7. Il résulte de tout ce qui précède que les requérantes ne sont pas fondées à soutenir que c’est à tort que, par le jugement attaqué, le tribunal a rejeté la demande tendant à l’annulation de la décision implicite, née le 8 mai 2023, de la commission de recours contre les décisions de refus de visa d'entrée en France refusant de délivrer à A... D... un visa de long séjour.

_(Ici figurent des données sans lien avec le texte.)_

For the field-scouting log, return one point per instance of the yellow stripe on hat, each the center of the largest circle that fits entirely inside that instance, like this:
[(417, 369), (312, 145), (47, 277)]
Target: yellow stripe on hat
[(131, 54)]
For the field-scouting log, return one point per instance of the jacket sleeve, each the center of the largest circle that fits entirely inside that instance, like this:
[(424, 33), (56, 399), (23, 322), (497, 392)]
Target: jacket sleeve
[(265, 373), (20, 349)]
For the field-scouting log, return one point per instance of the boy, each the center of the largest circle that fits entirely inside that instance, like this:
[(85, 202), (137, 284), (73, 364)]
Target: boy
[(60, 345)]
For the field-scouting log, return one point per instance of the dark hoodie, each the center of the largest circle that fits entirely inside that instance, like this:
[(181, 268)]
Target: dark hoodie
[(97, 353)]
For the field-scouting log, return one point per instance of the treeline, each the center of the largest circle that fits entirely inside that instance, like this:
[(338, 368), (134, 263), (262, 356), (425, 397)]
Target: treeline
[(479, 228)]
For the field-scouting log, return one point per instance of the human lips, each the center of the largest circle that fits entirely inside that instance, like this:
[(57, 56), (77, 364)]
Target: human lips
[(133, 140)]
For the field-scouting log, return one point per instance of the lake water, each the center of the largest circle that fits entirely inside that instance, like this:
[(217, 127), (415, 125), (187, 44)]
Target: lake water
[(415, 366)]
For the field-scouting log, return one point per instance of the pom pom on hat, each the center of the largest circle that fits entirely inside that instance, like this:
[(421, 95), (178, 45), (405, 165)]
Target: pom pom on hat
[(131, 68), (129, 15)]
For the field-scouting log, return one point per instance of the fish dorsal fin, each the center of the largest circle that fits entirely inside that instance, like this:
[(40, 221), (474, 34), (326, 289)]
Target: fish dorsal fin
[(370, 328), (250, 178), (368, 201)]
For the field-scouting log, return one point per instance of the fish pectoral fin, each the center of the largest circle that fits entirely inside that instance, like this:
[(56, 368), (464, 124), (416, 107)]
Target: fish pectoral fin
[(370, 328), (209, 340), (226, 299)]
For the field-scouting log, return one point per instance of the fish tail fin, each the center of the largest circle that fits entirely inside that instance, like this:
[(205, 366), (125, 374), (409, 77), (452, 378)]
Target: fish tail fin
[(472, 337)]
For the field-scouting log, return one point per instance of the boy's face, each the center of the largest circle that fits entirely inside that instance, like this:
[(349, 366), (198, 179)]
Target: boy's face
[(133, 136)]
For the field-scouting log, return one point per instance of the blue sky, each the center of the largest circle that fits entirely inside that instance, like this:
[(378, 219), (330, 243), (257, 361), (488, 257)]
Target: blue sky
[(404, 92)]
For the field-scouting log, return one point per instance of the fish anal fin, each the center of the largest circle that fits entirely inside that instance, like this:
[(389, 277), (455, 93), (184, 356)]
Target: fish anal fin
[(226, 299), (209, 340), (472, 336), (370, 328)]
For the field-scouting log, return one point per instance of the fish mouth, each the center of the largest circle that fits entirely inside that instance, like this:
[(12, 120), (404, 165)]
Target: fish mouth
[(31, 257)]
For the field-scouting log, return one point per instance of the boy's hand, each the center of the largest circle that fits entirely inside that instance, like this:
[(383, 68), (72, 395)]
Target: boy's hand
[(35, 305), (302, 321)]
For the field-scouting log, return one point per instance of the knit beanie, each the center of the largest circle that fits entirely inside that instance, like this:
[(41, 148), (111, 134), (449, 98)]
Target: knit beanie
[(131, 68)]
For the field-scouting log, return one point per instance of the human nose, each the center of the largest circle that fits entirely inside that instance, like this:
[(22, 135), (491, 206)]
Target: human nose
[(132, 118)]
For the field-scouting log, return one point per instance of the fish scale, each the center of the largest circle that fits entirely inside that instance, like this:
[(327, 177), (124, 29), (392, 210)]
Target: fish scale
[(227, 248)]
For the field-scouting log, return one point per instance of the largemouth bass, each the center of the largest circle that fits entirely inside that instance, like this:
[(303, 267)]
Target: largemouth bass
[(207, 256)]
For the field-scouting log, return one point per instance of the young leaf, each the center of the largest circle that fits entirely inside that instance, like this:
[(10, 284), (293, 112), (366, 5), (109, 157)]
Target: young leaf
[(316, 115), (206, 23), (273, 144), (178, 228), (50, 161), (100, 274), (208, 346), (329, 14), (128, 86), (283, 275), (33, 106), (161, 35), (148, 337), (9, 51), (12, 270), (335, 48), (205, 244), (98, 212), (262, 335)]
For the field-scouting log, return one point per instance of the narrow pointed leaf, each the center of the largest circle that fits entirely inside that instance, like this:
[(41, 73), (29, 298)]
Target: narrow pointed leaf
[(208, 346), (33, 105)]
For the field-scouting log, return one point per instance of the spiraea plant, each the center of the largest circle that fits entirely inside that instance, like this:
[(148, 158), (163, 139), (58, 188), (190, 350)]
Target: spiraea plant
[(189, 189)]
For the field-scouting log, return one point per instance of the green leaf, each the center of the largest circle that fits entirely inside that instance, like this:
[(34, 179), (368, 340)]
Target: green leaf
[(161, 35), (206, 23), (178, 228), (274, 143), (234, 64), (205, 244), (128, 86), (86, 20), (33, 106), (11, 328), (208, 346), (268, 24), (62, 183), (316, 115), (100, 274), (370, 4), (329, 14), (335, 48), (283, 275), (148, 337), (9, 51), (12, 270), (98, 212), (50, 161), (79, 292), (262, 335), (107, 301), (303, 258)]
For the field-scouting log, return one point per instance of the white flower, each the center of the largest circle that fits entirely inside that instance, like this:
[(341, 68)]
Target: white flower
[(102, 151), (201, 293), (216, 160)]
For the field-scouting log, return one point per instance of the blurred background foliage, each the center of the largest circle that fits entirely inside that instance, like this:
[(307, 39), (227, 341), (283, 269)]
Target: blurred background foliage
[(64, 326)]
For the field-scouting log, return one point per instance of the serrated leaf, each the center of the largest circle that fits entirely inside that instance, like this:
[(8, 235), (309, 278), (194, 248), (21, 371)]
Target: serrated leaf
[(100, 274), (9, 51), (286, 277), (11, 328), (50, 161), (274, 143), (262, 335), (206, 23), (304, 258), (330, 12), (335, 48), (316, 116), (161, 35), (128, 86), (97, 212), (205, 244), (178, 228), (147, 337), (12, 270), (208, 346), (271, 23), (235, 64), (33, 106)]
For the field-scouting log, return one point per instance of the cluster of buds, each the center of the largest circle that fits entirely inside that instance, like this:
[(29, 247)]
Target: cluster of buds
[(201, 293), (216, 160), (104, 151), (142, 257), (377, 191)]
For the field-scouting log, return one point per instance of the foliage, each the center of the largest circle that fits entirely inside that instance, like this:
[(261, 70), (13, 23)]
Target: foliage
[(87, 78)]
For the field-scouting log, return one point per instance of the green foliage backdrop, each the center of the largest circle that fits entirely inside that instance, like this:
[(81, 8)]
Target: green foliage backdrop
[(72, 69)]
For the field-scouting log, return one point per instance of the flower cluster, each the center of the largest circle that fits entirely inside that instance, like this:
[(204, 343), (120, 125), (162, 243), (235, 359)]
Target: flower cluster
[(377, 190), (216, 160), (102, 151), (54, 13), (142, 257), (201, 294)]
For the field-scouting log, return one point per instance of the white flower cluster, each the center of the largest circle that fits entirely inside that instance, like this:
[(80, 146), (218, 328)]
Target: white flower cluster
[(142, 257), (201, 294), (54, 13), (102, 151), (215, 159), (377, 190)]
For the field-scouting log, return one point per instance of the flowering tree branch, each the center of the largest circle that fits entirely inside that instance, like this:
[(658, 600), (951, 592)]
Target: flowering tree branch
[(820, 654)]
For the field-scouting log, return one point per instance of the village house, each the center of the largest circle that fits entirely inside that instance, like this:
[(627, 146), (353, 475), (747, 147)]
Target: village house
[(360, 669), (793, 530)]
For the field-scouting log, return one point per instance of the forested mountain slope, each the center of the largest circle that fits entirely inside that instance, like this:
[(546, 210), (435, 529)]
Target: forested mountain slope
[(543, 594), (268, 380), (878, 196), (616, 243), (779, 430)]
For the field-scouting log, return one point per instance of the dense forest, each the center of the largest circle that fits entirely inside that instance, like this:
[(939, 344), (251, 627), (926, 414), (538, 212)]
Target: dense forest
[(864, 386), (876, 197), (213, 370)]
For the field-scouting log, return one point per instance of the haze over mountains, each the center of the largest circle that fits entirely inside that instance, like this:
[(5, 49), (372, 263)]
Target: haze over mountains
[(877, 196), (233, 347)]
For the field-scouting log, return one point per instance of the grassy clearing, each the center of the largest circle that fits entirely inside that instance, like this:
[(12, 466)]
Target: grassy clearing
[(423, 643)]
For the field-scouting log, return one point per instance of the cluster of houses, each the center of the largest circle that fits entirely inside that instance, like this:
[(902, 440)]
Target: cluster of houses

La requête sera rejetée en toutes ses conclusions.



D E C I D E :

Article 1er : La requête de Mmes A... D... et B... C... est rejetée.

Article 2 : Le présent arrêt sera notifié à Mmes A... D... et B... C... et au ministre de l'intérieur.


Délibéré après l'audience du 23 janvier 2026, à laquelle siégeaient :

- M. Gaspon, président de chambre,
- M. Coiffet, président-assesseur,
- M. Pons, premier conseiller.



Rendu public par mise à disposition au greffe, le 10 février 2026.


Le rapporteur,

O. COIFFET
Le président,

O. GASPON

La greffière,

I. SIROT


La République mande et ordonne au ministre de l’intérieur en ce qui le concerne, et à tous commissaires de justice à ce requis en ce qui concerne les voies de droit commun contre les parties privées, de pourvoir à l'exécution de la présente décision.